La Gomera ist nicht unbedingt das typische Reiseziel für Badeurlauber. Auch wenn ganze 30 Strände vorhanden sind, gelten nur wenige Playas wirklich als badetauglich. Grund sind die starken Strömungen und Wellengänge, die an vielen Stränden eine Gefahr darstellen. Und selbst an den übrigen Stränden sind die Ansprüche ein wenig zurück zu schrauben. Goldene Traumstrände, wie man sie etwa von Fuerteventura oder Gran Canaria gewohnt ist, sucht man leider vergebens. Dies heißt allerdings nicht, dass auf der gesamten Insel kein Badevergnügen stattfindet. Der Tourist muss eben nur damit vorlieb nehmen, anstelle von kilometerlangen Goldstränden eher kleine und dunkle Buchten vorzufinden. Ob dies das Urlaubsvergnügen trübt, muss jeder für sich selber entscheiden. Soviel sei aber gesagt: Manche Touristen empfinden das Strandleben von La Gomera sogar als besonders reizvoll, da es sich eben erheblich von den übrigen kanarischen Inseln unterscheidet. Diesbezüglich ist zunächst einmal das FKK-Vergnügen zu nennen. Der westlich liegende Playa del Ingles und der südlich liegende Playa del Medio wird von unzähligen Nackt-Schwimmern aufgesucht und stellt somit eine besondere Empfehlung dar. An den übrigen Badestränden ist das hüllenlose Badevergnügen wiederum ungern gesehen, was auch das Oben-ohne-sonnen mit einschließt. Viele weibliche Touristen scheren sich allerdings wenig um die Verhaltensregeln der Einheimischen und legen dennoch ihr Bikini-Oberteil ab.

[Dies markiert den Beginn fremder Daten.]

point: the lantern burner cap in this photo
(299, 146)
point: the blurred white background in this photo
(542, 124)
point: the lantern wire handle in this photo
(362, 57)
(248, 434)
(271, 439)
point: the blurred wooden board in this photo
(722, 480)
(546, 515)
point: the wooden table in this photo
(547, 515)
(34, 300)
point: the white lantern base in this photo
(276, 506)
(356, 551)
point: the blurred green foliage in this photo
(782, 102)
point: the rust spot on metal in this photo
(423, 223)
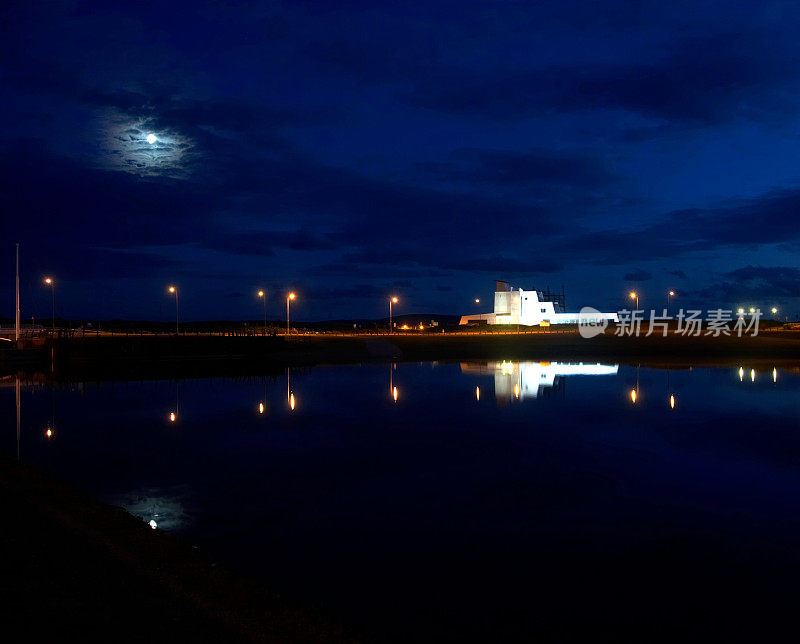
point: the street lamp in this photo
(391, 301)
(49, 281)
(289, 298)
(174, 290)
(263, 296)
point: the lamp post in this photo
(49, 281)
(263, 296)
(174, 291)
(391, 300)
(289, 298)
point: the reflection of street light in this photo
(263, 296)
(49, 281)
(289, 298)
(391, 300)
(174, 289)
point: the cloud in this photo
(756, 283)
(513, 168)
(638, 276)
(702, 81)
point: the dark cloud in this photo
(704, 80)
(535, 167)
(638, 276)
(757, 283)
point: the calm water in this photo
(457, 501)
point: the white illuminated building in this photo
(530, 308)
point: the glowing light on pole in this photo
(174, 291)
(49, 281)
(391, 301)
(263, 296)
(289, 298)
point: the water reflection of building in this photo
(520, 380)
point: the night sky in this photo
(351, 151)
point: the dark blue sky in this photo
(351, 150)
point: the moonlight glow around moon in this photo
(132, 145)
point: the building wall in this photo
(525, 308)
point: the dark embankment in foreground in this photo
(155, 356)
(76, 570)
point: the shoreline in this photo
(84, 568)
(142, 357)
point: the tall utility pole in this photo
(16, 317)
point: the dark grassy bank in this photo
(140, 356)
(77, 570)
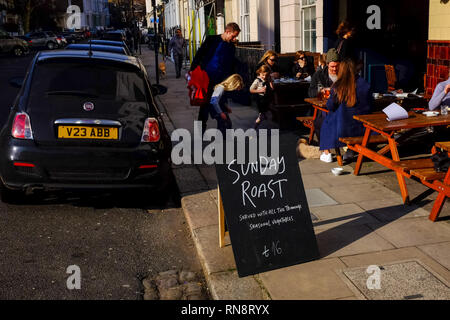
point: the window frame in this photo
(312, 42)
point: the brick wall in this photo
(438, 64)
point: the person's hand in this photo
(447, 89)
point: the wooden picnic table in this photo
(377, 123)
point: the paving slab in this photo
(310, 166)
(346, 214)
(439, 252)
(200, 210)
(313, 181)
(348, 178)
(189, 180)
(408, 280)
(412, 232)
(349, 240)
(387, 210)
(228, 286)
(317, 198)
(315, 280)
(361, 192)
(391, 256)
(213, 258)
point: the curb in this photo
(199, 204)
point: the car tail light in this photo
(21, 128)
(151, 131)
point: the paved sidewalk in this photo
(358, 222)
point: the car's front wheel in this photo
(50, 45)
(18, 51)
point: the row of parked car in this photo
(21, 45)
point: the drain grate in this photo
(400, 281)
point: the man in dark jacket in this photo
(324, 79)
(217, 57)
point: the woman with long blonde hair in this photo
(220, 109)
(350, 96)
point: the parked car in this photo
(85, 121)
(16, 46)
(69, 36)
(98, 47)
(111, 43)
(42, 40)
(117, 35)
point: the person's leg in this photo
(177, 65)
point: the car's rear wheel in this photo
(10, 196)
(18, 51)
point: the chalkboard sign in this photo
(267, 215)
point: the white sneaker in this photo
(328, 158)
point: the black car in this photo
(117, 35)
(84, 120)
(97, 47)
(110, 43)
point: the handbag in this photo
(198, 87)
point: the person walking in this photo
(176, 47)
(262, 88)
(217, 57)
(220, 109)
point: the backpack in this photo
(198, 87)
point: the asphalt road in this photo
(116, 239)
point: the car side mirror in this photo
(158, 90)
(16, 82)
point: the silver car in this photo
(16, 46)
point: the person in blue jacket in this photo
(350, 96)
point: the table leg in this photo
(400, 177)
(360, 156)
(440, 200)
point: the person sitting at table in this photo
(270, 59)
(441, 95)
(302, 69)
(322, 62)
(324, 79)
(350, 96)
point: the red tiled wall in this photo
(438, 64)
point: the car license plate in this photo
(80, 132)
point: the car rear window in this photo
(104, 81)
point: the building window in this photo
(245, 20)
(309, 25)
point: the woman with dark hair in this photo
(302, 69)
(350, 96)
(345, 44)
(270, 59)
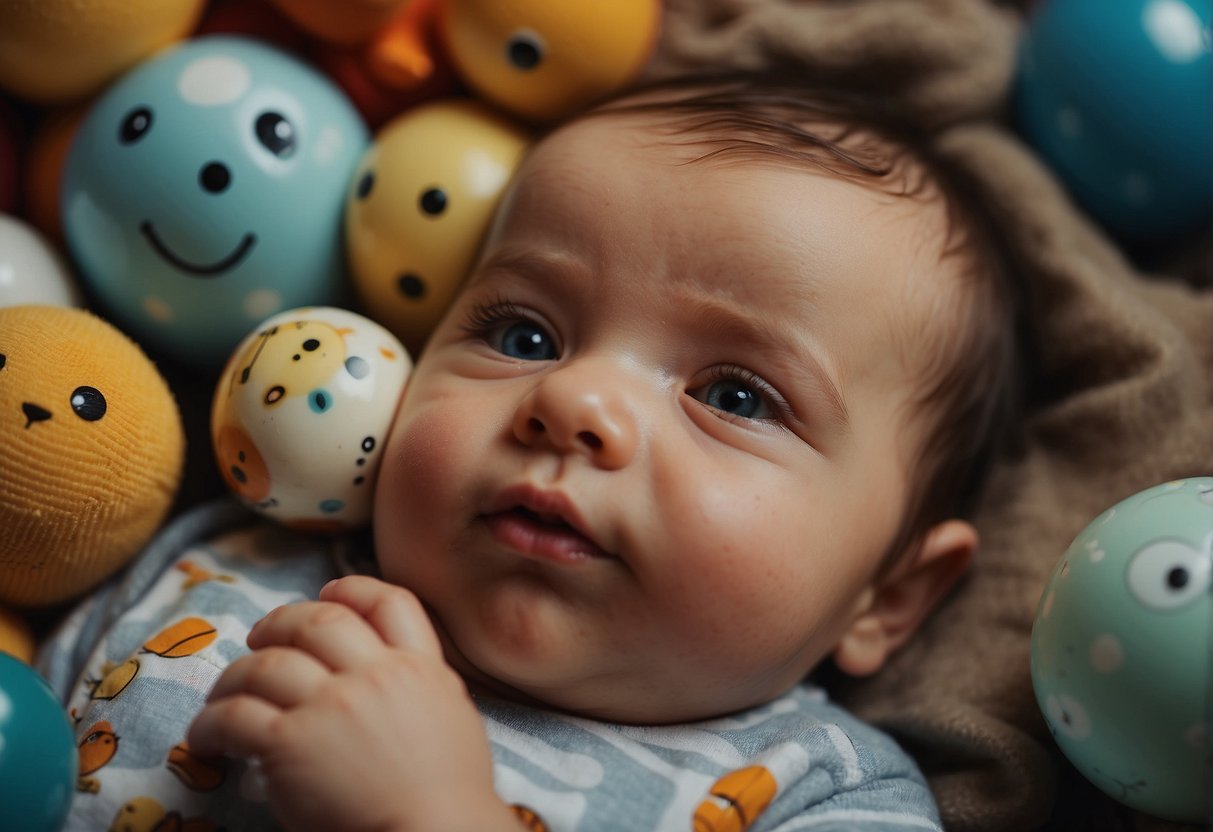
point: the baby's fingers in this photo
(334, 633)
(238, 727)
(280, 676)
(393, 611)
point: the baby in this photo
(705, 416)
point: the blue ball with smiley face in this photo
(204, 192)
(1122, 650)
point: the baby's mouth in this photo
(540, 535)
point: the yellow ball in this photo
(58, 50)
(541, 60)
(419, 206)
(92, 449)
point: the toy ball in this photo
(1118, 101)
(11, 135)
(1121, 650)
(204, 193)
(58, 50)
(32, 271)
(301, 412)
(347, 23)
(419, 205)
(92, 448)
(544, 58)
(38, 753)
(45, 159)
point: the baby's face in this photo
(650, 461)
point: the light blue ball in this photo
(38, 754)
(1117, 97)
(1121, 650)
(204, 192)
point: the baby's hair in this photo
(973, 389)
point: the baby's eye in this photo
(510, 331)
(523, 340)
(740, 394)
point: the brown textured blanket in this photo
(1121, 399)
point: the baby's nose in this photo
(580, 410)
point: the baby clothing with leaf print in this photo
(134, 665)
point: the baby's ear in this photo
(894, 607)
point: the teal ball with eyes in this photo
(204, 192)
(1121, 650)
(38, 753)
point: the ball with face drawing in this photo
(419, 205)
(204, 192)
(301, 412)
(91, 452)
(1121, 650)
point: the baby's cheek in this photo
(420, 472)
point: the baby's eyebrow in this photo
(527, 262)
(763, 332)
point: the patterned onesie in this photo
(134, 665)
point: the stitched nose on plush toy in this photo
(34, 414)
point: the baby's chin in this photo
(631, 701)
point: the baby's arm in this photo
(356, 717)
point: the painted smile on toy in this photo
(206, 271)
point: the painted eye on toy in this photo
(89, 403)
(1168, 574)
(135, 125)
(524, 49)
(275, 132)
(433, 201)
(365, 184)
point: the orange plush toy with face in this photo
(91, 451)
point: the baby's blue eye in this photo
(735, 398)
(527, 341)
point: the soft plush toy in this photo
(91, 451)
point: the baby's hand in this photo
(358, 721)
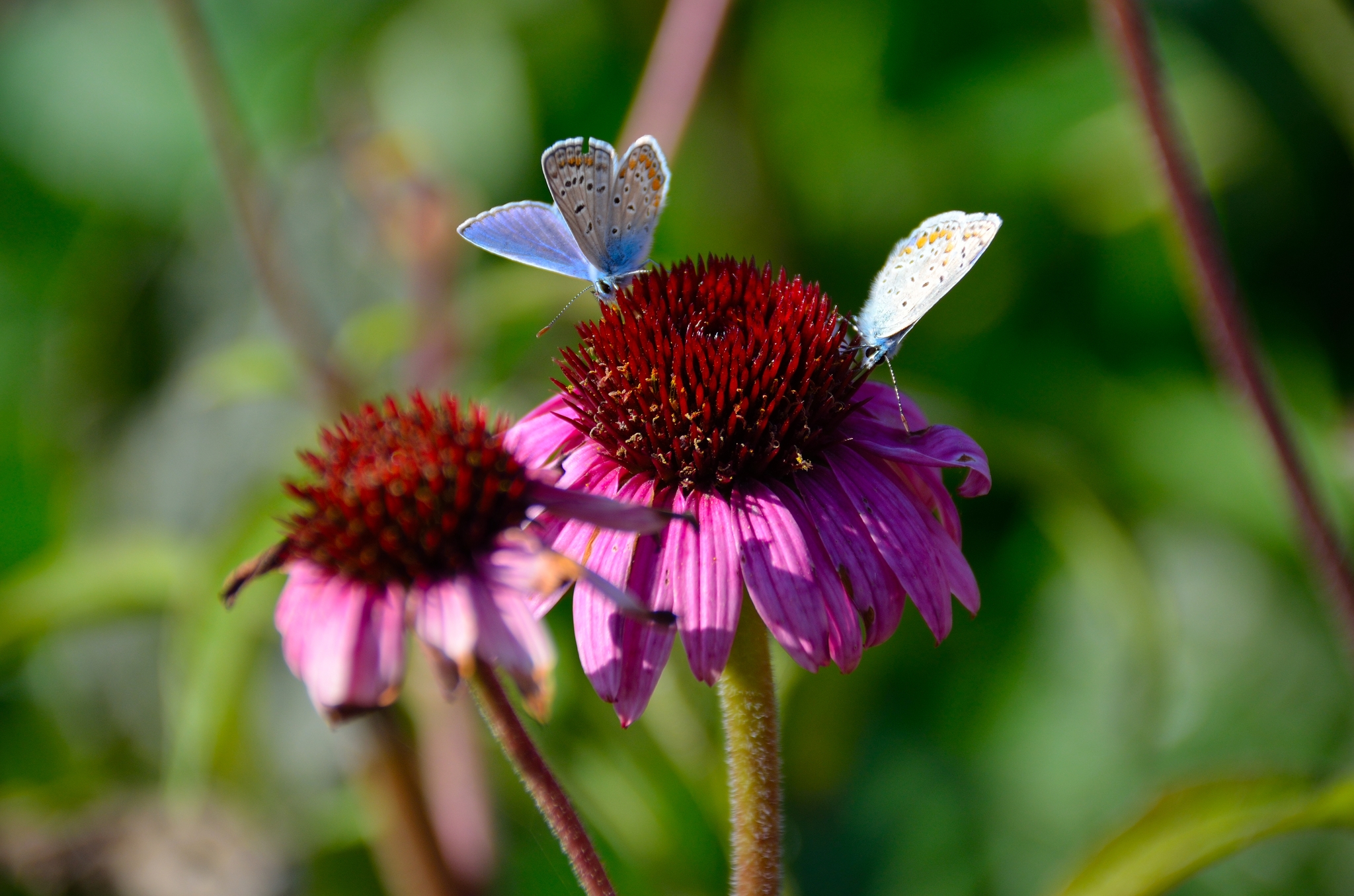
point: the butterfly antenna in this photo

Der vermutlich schönste Strand der Insel befindet sich im Westen und trägt den Namen Playa de Valle Gran Rey. Ein dunkler und naturbelassener Strand, der durch eine Mole geschützt ist und sogar Kindern ein ungefährlichen Wasservergnügen ermöglicht. Ebenso geeignet ist der schwarzsandige Alojera Strand, an dem ebenfalls kein starker Wellengang stattfindet.

Gänzlich anders sieht es wiederum an der Nordküste aus. Der Wellengang und die Strömungen sind hier derart stark, dass vom Baden eher abgeraten wird. Wer sich aber einfach nur an den Strand legen und sonnen möchte, ist am Vallehermoso Strand bestens aufgehoben, wo die drumherum liegenden Felswände für eine wunderschöne Idylle sorgen. Dem Badevergnügen kann man hingegen nur am Playa de la Caleta nachgehen, der über eine ausgezeichnete Infrastruktur verfügt.

Im Osten ist wiederum der Playa de Avalos (nördlich von San Sebastian) zu empfehlen. Dies ergibt sich einerseits aus dem gelinderten Wellengang, andererseits aber auch aus der besonderen Atmosphäre, welche durch die herumstehenden Palmen aufkommt. Der Strand von San Sebastian galt wiederum lange Zeit als untauglich, da es immer wieder zu starken Verschmutzungen kam. Hierauf wurde aber nun endlich reagiert, indem direkt daneben ein künstlicher Strand angelegt wurde.

Im südlichen Teil von La Gomera dominieren wiederum die Hotelstrände. Während der 1.000 Meter-lange Playa Santiago beispielsweise eher uninteressant erscheint, entzückt der Strand vom Jardin Tecina Hotel. Selbiges ist bezüglich des La Rajita Strandes zu erwarten, wenn die Arbeit am entstehenden Hotelstrand abgeschlossen ist.